Comparing this event to gang activities leaving scores of daily deaths in their paths nationwide, why is this story so big? It dominates national news programs. Even the Oval Office occupant used the news spotlight to suggest he could have been this shooter's victim.

Pride and prejudice are attitudes that characterize all human behavior, with roots stretching back to mankind's origins. They are part of our sinful nature and we're called to deal with them in our daily lives.

Two hundred years ago, near the end of her life, Jane Austen chose those very words as the title for her novel, and readers continue to energize sales, totaling more than 20 million copies to this day.

These behaviors drove the Martin-Zimmerman conflict, demonstrating that Bradenton can't escape human nature, or the consequences of the economic disaster of 2007-'08 that continue to plague us. Joblessness, unstoppable illegal immigrants from Mexico, dominance of Asian products and investment in U.S. business, and rampant socialist leadership in Washington fuel racial and economic conflicts highlighted by this incident.

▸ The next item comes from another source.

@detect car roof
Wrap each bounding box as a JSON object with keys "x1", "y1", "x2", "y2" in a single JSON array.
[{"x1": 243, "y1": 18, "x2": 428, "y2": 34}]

I'm concerned about the growing elements of racial diversity contributing to civil unrest in Bradenton. This is the upshot of the Martin-Zimmerman tragedy.

The dynamic energy of this story will subside in time, and the caprice and whimsy of human interest will soon desert the passion of the news industry. But history documents people's desire to live where peace and safety exist, and Bradenton itself is unavoidably being tested by a continuing national outrage.